Many present challenges in semiconductor technology are related to utilizing solid structures with atomic scale dimensions and materials with higher charge carrier mobility and/or other readily controllable properties. These include many surface-related problems because the ratio of surface parts of devices to the whole material volume increases all the time in practical device structures. One of the major problems has been oxidation of semiconductor surfaces during the manufacturing of devices.

This PhD work deals with the surface and oxide interface properties of different III–V semiconductors induced by the oxidation, the study of which is imperative in realizing devices with desired characteristics. The general goal has been in finding answers to these problematic issues on atomic scale, and whether they can be resolved with simple parameter control of a thermal oxidation treatment. Much of the work leans on a previous novel finding of crystalline oxide phases on indium-containing III–V semiconductor (100) surfaces. Various aspects of applicability of such a structure in real semiconductor devices are considered in this work.
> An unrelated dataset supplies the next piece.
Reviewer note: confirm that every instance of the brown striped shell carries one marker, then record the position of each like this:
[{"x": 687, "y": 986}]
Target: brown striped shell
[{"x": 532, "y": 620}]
Common denominator in all of the experiments and studies is that the initial investigations were carried out in very controlled environment in ultrahigh-vacuum: detailed basics and initial characterizations were carried out with high resolution and precision surface science methods. In particular, this work has resulted in novel crystalline oxide phases observed on GaSb(100) and InSb(111)B semiconductor surfaces. They have been extensively discussed from an applied point of view as well as their fundamental characteristics, relating to their already previously studied counterpart, InSb(100). Furthermore, beneficial passivating characteristics of a stabilizing crystalline InOx interfacial layer beneath an Al2O3 and reasons behind such behavior are demonstrated for InGaAs IR detector device structure.

This thesis provides background of semiconductors, their surfaces, interfaces, and semiconductor technology as appropriate, research methods utilized, and briefly summarizes the findings of the work.